Com mais dados, melhores algoritmos e mais poder de cálculo, a Inteligência Artificial diz coisas aparentemente mais humanas.
A capacidade das máquinas (de que o nosso cérebro é um exemplo) resulta do somar de muitos processos simples. Se o computador consegue articular milhares de milhóes de regras, vai-nos parecer inteligente.
O nosso cérebro e o da mosca da fruta tem neurónios idênticos mais somos mais capazes que a mosca porque temos um milhão de vezes mais neurónios (apenas).
Se eu tiver muitos dados, por exemplo, a informação sobre todos as decisões judiciais tomadas pelos tribunais portugueses nos últimos 10 anos, algoritmos mais capazes de partir o texto em frases com significado e agregar essas frases, mais poder de cálculo para combinar e relacionar as milhões de frases, mais capaz será o computador de responder às nossas perguntas.
Mas o mais complexos e potente dos computadores é menos capaz do que o cérebro da mosca, é diferente, consegue realizar operações algébricas que a mosca não consegue mas é computacionalmente menos capaz (não consegue realizar um voo, com reconhecimento óptico dos obstáculos, num espaço diminuto como a mosca faz).
Como o computador consegue fazer coisas que os humanos não conseguem (consultar bases de dados enormes e realizar milhares de milhões de cálculos numa fracção de segundo), parece que são mais inteligentes que a mosca mas ainda estão muito, muito, muito longe.
Não devemos ter medo do ChatGPT pois sabe pouco.
Existem sites que têm exemplos de programas em várias linguagens de programação, bem estruturados, com perguntas e respostas. Então, como o ChatGPT tem acesso a essa informação, consegue programar bem. Por exemplo, eu não consigo programar em Assembler mas, se fizer uma pergunta, obtenho uma resposta boa (o compilador faz melhor trabalho e não é "inteligente").
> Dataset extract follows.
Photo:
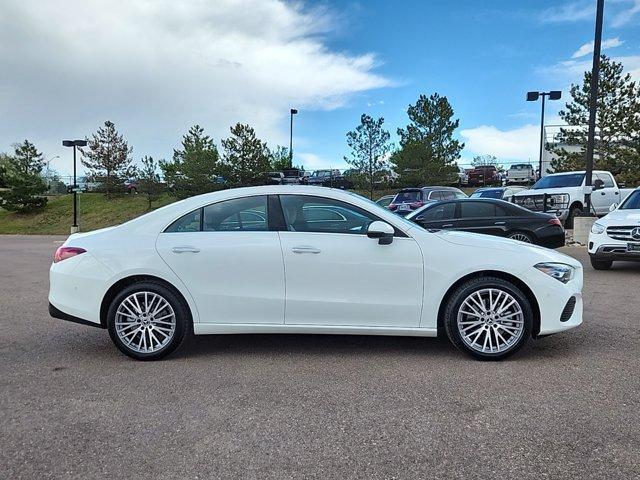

Mas eu fiz um teste um pouco mais difícil e o ChatGPT falhou completamente. Questionei-o sobre uma técnicas de judo e não conseguiu dizer nada. O Google (e o youtube) conseguiram mostrar informação muito mais rica, focalizada e informativa sobre as minhas dúvidas de judo do que o ChatGPT.
No meu cálculo, serão precisos muitos e muitos anos.
O cérebro humano tem 100 mil milhões de neurónios, cada neurónio tem 10000 ligações e cada ligação tem a capacidade de 10000 transístores. Temos então de ter um computador com 100x10000x10000 mil milhões de transístores. A manter-se a duplicação da densidade dos transístores a cada 26 meses, o que ninguém sabe se é possível, esse computador apenas vai aparecer no ano 2100.
Se há tantas pessoas más (penso que a maioria), capazes de invadir países, matar milhares de pessoas ou, apenas, no dia a dia fazer pequena maldades como atropelar propositadamente ciclistas ou piões na passadeira, não devemos ter medo de, no ano 2100, haver carros que atropelam de forma propositada ciclistas. Essa maldade já existe, todos os dias ouvimos falar de assassinatos, violações, assaltos, insultos e não são feitos por computadores.
E existe o consolo de, até 2100, mais de 90% da população actualmente viva ir morrer de outras causas que não a inteligência artificial (e ninguém se preocupa, por exemplo, pedindo "Não nasçam mais crianças porque vão estar condenadas a morrer").